Türk tarihi içinde Malta Sürgünü olayı karanlıkta kalan hususlardan bir tanesiydi. Bu çalışma ile bu konu güzel bir çalışma ile kaynak olabilecek seviyede bir yayın ile sonuçlandı. Malta Sürgü olayı Padişah'ın ve Mebusan Meclisinin 1.Dünya Harbi yenilgisinin sonuçları nedeniyle İttihat ve Terakki partisi için başlattığı bir cadı avıdır. Buna Rumların ve Ermenilerin işe dahil olması ve İngiltere'nin Türklerden intikam alma duyguları da girince ortaya haksız, hukuksuz bir olay zinciri oluşuyor.
1.Dünya Harbinin bitiminden sonra Osmanlı İmparatorluğu mütareke imzalanması ister itilaf devletleri ile. Mondros Mütarekesinin imzalanması ile artık Osmanlı İmparatorluğu toprakları içinde bir av başlar. Savaşın yenilgisinin sebebini ittihaçılarda arayan yeni hükumet ve Padişah bu kişilerin derhal tutuklanmasını ister. İngiltere de Türklerin çeşitli suçlardan üst düzeyde bulunan kişilerin tutuklanması için işe koyulur. İç işlerinin hazırladığı bir liste ile ilk tutuklamalar başlar. Daha sonra İngiliz tarafı öyle bir liste hazırlama gayreti içine girer. Listeleri başka listeler izler. Bunlar arasında İttihaçılar, mütarekeye direnen kişiler, iftira atılanlar, Ermeni göçünü uygulayanlar hatta Mustafa Kemal Paşa, Kazım Paşa ve İsmet Paşalar dahi bu listelerin içinde vardır. Son Mebusan Meclisinin seçimlerinin Anadolu da olmasını isteyen Mustafa Kemal Paşa, İngilizler tarafından durdurulacağını düşünmektedir. Fakat bunu silah arkadaşlarına kabul ettiremez. Ortak bir karar ile Meclisin İstanbul da toplanmasına, fakat burada güçlü bir Müdefa-i Hukuk cephesi oluşturulması düşünülür. Bunun çalışılır ve yoğun olarak bir cephe oluşturulur mecliste. Mustafa Kemal Paşa Meclisin İstanbul da İngilizler tarafından engelleneceği düşüncesinden vazgeçmez. Birkaç kez Rauf Orbay'a gelmesi için telgraf çeker. Rauf Orbay aynı düşüncede değildir, gerçi bunu hatıralarında farklı şekilde anlatsa da aynı yerde bulunan çeşitli kişilerin hatıraları farklı anlatmakta.
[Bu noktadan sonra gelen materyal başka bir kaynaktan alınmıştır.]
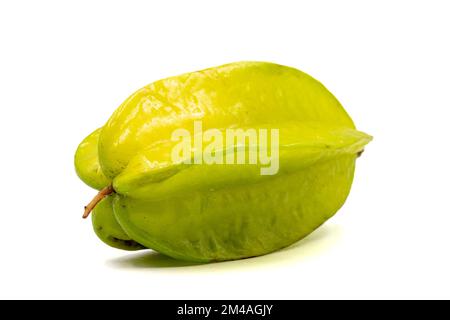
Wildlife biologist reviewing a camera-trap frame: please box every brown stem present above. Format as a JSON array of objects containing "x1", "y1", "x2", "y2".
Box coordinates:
[{"x1": 83, "y1": 186, "x2": 114, "y2": 219}]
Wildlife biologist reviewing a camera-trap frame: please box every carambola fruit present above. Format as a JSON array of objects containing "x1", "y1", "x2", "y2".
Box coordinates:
[{"x1": 75, "y1": 62, "x2": 371, "y2": 262}]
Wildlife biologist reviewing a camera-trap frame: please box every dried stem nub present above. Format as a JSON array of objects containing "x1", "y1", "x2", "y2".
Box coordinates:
[{"x1": 83, "y1": 186, "x2": 114, "y2": 219}]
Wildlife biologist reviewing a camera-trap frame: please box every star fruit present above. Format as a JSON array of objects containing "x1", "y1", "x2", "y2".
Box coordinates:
[{"x1": 75, "y1": 62, "x2": 372, "y2": 262}]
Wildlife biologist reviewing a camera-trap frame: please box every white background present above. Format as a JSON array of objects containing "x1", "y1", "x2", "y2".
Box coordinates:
[{"x1": 0, "y1": 0, "x2": 450, "y2": 299}]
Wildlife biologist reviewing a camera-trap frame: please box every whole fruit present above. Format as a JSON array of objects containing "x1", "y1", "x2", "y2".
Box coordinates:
[{"x1": 75, "y1": 62, "x2": 371, "y2": 262}]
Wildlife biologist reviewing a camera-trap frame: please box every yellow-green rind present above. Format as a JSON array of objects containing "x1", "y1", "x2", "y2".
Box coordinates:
[
  {"x1": 75, "y1": 128, "x2": 112, "y2": 190},
  {"x1": 113, "y1": 154, "x2": 356, "y2": 262},
  {"x1": 92, "y1": 195, "x2": 145, "y2": 251}
]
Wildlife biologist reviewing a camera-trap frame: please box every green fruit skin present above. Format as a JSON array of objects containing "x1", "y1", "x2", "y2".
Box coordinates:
[
  {"x1": 75, "y1": 62, "x2": 371, "y2": 262},
  {"x1": 92, "y1": 196, "x2": 145, "y2": 251},
  {"x1": 99, "y1": 62, "x2": 354, "y2": 179},
  {"x1": 113, "y1": 155, "x2": 356, "y2": 262},
  {"x1": 75, "y1": 128, "x2": 112, "y2": 190},
  {"x1": 75, "y1": 128, "x2": 145, "y2": 250}
]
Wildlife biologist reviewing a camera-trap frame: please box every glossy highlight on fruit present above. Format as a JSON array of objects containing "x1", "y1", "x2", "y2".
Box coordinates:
[{"x1": 75, "y1": 62, "x2": 372, "y2": 262}]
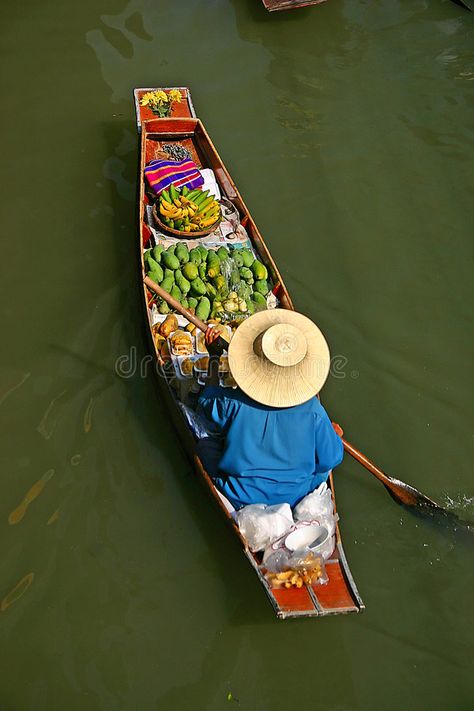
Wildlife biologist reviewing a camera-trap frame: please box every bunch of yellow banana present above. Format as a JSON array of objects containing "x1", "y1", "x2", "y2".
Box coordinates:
[{"x1": 159, "y1": 185, "x2": 221, "y2": 232}]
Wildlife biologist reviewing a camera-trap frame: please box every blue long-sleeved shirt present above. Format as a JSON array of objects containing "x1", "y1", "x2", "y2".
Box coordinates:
[{"x1": 194, "y1": 386, "x2": 344, "y2": 508}]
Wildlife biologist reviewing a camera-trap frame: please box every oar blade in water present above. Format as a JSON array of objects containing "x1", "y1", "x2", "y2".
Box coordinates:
[{"x1": 0, "y1": 573, "x2": 35, "y2": 612}]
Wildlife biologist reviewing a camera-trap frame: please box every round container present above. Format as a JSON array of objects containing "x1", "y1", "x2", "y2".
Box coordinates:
[
  {"x1": 151, "y1": 203, "x2": 222, "y2": 239},
  {"x1": 285, "y1": 523, "x2": 329, "y2": 553}
]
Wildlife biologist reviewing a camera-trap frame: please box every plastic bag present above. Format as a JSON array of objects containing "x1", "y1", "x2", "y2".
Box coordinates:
[
  {"x1": 236, "y1": 504, "x2": 294, "y2": 553},
  {"x1": 294, "y1": 482, "x2": 334, "y2": 521},
  {"x1": 262, "y1": 549, "x2": 329, "y2": 588}
]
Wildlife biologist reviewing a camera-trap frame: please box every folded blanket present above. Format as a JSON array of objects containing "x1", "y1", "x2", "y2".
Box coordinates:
[{"x1": 145, "y1": 159, "x2": 204, "y2": 195}]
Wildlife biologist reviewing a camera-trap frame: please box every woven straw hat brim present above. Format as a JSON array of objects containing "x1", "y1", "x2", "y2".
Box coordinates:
[{"x1": 229, "y1": 309, "x2": 330, "y2": 407}]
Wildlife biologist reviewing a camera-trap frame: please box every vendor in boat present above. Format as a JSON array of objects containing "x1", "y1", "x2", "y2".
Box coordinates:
[{"x1": 194, "y1": 309, "x2": 343, "y2": 509}]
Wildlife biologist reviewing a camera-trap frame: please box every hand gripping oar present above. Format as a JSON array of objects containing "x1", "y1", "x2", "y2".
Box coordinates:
[{"x1": 143, "y1": 277, "x2": 452, "y2": 515}]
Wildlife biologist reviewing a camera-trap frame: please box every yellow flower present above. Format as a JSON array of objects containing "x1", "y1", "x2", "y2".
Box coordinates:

Kitapta bunu irdelenmiş. En sonunda olan olur. İngilizler Mebusan Meclisini basar ve buradaki mebusları tutuklayıp Malta adasına gönderirler. Bu tutuklamalar üzerine Mustafa Kemal Paşa'da daha önce izlettiği İngilizleri tutuklatır. Bu tutuklu İngilizler Malta sürgünlerinin tek umudu haline gelir ileride.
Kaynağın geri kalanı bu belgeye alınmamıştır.